L’imprenditore e scrittore Mark Manson noto per il bestseller “La sottile arte di fare quello che c***o ti pare” (di cui ho fatto una recensione qui sul Barnabò qualche mese fa, perciò, recuperatela se vi va. E se non vi va fatelo lo stesso) ha portato sul mercato un altro prodotto interessante.

“Siamo fottuti ma forse c’è ancora una speranza” (ed. Newton Compton Editori, 2019) inizia con un preambolo che fa dubitare di questa medesima agognata speranza.

“Questa però non è una storia di speranza. In questa storia va tutto a puttane”.

Ed è il momento in cui il lettore si ritrova con le sopracciglia aggrottate e riguardando la copertina si domanda se ha fatto bene ad acquistare il libro di Manson. Ciò che desiderava era ritrovare la speranza, un saggio sull’auto aiuto in cui l’autore era in grado di dare dei consigli così efficaci da risolvere in quattro e quattr’otto ogni problema.

Spoiler: è impossibile e lo conferma il nostro caro Mark.

Proprio per questo focalizzando l’attenzione nuovamente sul titolo si evidenzia la parola “forse”. 

“La speranza è l’ultima a morire” ma al tempo stesso “Chi vive sperando, muore cagando”. Perciò, a che cosa serve la lettura di questo libro?

Il saggio di Mark Manson ci fa comprendere come il cambiamento del mondo possa influire sulla mentalità delle persone. Il paradosso del progresso è il fulcro.

“Meglio vanno le cose, più ci disperiamo. È il paradosso del progresso. E forse il fenomeno è sintetizzabile in un dato sconvolgente: più il Paese in cui vivi è ricco e sicuro, più alte sono le probabilità che tu ti tolga la vita”.

Il benessere non è certamente la quotidianità di ogni essere presente sul pianeta Terra, ma lo è per molti. Una volta che sono state contrastate le necessità primordiali, tali dormire, mangiare, riprodursi (evitiamo di usare il colorito linguaggio alla Mason), il cervello ha libero accesso alla lunga maratona verso la soddisfazione dei desideri secondari. Ed è quello il momento in cui giunge l’insoddisfazione. La costante ricerca del benessere è avvelenata da una distorta visione della sopravvivenza che è oramai data per scontata. 

“Perché più il mondo migliora, più cose abbiamo da perdere. E più cose abbiamo da perdere, più ci pare di non avere nulla in cui sperare”.

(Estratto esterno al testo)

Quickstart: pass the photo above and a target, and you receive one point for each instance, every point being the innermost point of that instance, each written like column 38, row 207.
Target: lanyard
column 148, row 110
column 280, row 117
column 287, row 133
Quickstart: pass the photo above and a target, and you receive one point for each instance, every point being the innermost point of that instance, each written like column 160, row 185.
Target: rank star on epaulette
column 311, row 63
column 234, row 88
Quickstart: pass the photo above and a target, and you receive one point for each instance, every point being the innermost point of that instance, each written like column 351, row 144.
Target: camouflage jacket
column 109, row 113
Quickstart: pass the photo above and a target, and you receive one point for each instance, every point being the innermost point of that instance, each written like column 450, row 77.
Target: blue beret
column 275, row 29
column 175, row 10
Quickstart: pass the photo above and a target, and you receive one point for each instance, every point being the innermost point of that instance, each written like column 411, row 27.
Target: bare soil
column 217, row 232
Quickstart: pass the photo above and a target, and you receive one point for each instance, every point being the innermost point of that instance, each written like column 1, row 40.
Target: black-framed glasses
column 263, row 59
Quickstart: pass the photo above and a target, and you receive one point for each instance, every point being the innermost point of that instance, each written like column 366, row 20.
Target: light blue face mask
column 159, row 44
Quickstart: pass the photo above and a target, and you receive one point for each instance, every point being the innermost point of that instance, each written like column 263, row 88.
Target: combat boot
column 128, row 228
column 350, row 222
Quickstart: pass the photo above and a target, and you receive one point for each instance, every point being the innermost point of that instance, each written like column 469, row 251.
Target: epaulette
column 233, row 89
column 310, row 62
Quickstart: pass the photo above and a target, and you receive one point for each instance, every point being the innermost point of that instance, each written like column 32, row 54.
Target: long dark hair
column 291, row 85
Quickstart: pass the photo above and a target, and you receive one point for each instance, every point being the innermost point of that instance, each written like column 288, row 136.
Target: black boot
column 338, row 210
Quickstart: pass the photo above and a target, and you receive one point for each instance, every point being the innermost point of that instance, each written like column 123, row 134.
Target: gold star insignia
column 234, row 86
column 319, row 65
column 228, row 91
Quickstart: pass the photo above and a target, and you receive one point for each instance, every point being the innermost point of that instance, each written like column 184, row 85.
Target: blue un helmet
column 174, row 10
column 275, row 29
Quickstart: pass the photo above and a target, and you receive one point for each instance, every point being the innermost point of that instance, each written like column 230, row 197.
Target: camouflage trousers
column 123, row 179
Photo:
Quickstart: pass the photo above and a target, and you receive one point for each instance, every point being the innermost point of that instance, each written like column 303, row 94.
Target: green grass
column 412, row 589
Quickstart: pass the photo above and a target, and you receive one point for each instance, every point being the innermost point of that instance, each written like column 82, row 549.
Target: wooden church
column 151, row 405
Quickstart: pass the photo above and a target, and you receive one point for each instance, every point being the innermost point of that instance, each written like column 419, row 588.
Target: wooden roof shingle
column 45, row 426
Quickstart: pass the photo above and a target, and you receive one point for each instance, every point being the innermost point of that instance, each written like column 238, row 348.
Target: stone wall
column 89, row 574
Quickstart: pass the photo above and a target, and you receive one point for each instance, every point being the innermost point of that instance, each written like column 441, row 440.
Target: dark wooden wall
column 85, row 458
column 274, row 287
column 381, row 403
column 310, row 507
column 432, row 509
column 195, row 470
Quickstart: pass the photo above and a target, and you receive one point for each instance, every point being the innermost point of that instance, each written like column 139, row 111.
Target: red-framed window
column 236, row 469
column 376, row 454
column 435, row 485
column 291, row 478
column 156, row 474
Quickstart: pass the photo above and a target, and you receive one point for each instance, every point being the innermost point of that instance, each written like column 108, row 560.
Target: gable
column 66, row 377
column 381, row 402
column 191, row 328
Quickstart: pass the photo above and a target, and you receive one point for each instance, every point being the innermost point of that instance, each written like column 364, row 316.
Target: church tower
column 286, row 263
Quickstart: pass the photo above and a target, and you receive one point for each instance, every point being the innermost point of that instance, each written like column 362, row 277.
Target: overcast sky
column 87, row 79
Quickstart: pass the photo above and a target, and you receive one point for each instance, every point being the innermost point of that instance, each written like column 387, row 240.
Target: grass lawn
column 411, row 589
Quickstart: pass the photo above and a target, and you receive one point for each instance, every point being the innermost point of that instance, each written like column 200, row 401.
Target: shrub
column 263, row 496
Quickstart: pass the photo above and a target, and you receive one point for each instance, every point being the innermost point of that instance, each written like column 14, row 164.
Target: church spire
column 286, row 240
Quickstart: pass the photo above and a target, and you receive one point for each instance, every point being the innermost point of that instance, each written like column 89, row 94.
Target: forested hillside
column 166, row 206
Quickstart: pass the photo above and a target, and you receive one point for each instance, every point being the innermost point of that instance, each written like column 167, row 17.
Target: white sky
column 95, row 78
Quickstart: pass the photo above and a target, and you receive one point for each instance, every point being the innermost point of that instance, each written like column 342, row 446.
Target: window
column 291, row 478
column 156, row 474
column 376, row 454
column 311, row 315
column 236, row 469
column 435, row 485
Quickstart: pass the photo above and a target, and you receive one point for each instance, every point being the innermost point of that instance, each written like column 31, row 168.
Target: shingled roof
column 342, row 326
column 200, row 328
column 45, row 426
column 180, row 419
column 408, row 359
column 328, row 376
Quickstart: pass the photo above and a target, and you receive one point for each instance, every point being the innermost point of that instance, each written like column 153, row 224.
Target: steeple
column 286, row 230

Perciò serve la speranza? Sì, la speranza serve ma è una pura e mera utopia. Manson proclama a gran voce che uno dei più grandi esempi di “speranza” nella storia dell’essere umano sia la religione. Un compromesso per accettare la vita e la morte, un motivo per comportarci bene in vita così da avere un epilogo piacevole nella speranza di sventare le fiamme infernali.

L’accettazione della realtà è la soluzione. E la soluzione è rendersi conto per cosa vale veramente la pena vivere per la propria serenità.

“L’unico modo per salvarci è accettarci: accettare le nostre emozioni e collaborarci invece di ostacolarle”.